Puestos a enlazar más referencias, Cemetery of Splendour evoca la labor de artesano fílmico llevada a cabo por el director surcoreano Hong Sang-soo, de cuyo cine podríamos decir que es un cine gaseoso en su búsqueda sutil de lo fundamental en el devenir confuso, a veces caricaturizado (véase el aporte escatológico y humorístico), de sus personajes, lo que nos recuerda que asistimos a la representación de unas vidas al azar. A su fluir, si se quiere, en la línea del Tao y del enigma, sin propósito evidente más allá de la empatía o la ternura. Ciertamente, resulta difícil no intimar, sin quererlo, con estas gentes deseando amar… todavía. Gentes que, entre causas naturales (antiguas inundaciones) y artificiales (la instalación de la fibra óptica), asisten al cambio como detonante y combustible de toda la larga secuencia de sucesos que conformarán sus vidas, si despiertos o dormidos quizá se trate de otra cuestión secundaria. Como secundaria será la presencia pretérita de esos palacios de ostentación por los que batallaban (y batallan, si atendemos a la creencia de que nada muere completamente) antiguos reyes y señores, poblando el bosque de sonidos y enseñanzas. De hecho, al ver a esos bellos soldados durmientes y sus periscopios de colores, uno se pregunta si entre sueño y sueño captarán algún matiz recóndito, fugaz, de la Verdad. La de las estatuas.

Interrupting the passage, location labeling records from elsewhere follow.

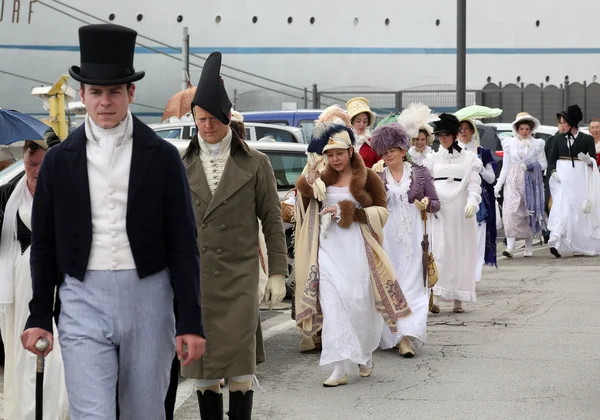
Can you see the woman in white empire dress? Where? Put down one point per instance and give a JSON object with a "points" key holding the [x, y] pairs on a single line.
{"points": [[410, 193], [16, 200], [454, 229], [343, 287]]}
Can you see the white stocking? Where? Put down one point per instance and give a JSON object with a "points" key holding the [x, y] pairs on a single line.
{"points": [[510, 244], [529, 244], [339, 370]]}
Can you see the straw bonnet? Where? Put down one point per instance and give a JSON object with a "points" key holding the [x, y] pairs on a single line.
{"points": [[356, 106]]}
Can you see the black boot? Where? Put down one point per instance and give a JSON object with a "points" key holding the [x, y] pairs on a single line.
{"points": [[211, 405], [240, 405]]}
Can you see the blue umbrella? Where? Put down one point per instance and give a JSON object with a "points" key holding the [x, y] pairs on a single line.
{"points": [[15, 126]]}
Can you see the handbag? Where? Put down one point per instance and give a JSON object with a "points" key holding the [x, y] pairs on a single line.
{"points": [[287, 210], [432, 273]]}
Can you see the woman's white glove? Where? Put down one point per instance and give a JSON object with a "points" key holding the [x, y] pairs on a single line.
{"points": [[497, 190], [319, 189], [470, 211], [587, 206], [422, 204], [585, 158], [378, 167], [275, 290]]}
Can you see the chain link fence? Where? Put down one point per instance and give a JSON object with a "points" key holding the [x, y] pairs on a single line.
{"points": [[540, 100]]}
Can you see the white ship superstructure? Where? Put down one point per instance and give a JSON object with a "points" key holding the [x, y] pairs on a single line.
{"points": [[390, 44]]}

Por su parte, los que esperan, los “vivos”, hacen preguntas de baldosas y demás cuestiones de importancia, tan inmersos como muertos en asuntos de la teletienda o la quimera, asumiendo de manera algo inconsciente que la instalación de la fibra óptica supondrá la conexión total. Un acercamiento central al presente y al pragmatismo, pues, pero acaso insuficiente. Más allá del patriotismo aparente, se intuye la invasión cultural y proliferan las ofrendas cada día más estúpidas y mediatizadas, si bien el director no se permite navegar gratuitamente por el desencanto, sino que, con mayor o menor gracia o efectividad, nos hace partícipes del flujo incesante de energías que conviene no olvidar, así que entrena el cuerpo y la memoria mientras prestas atención completa, cotidiana. Creo que la obra del tailandés habla un poco de eso: de aquel animal del lago cuyo misterio jamás resolvimos; de buenos salvajes combatiendo el sueño y el letargo; del sabor milagroso de un trozo de fruta; de volver a ser niño que juega a la pelota por encima del derrumbe para así tener más cerca la querida sanación. Y es que, “los humanos disciplinados son los más brillantes.” Pues bien, lo viejo y lo nuevo se acarician y sonríen en esta defensa, tan calmada y reposada que anestesia, del entorno natural.
«Prefiero dormir aquí», dice un personaje. Y yo lo entiendo.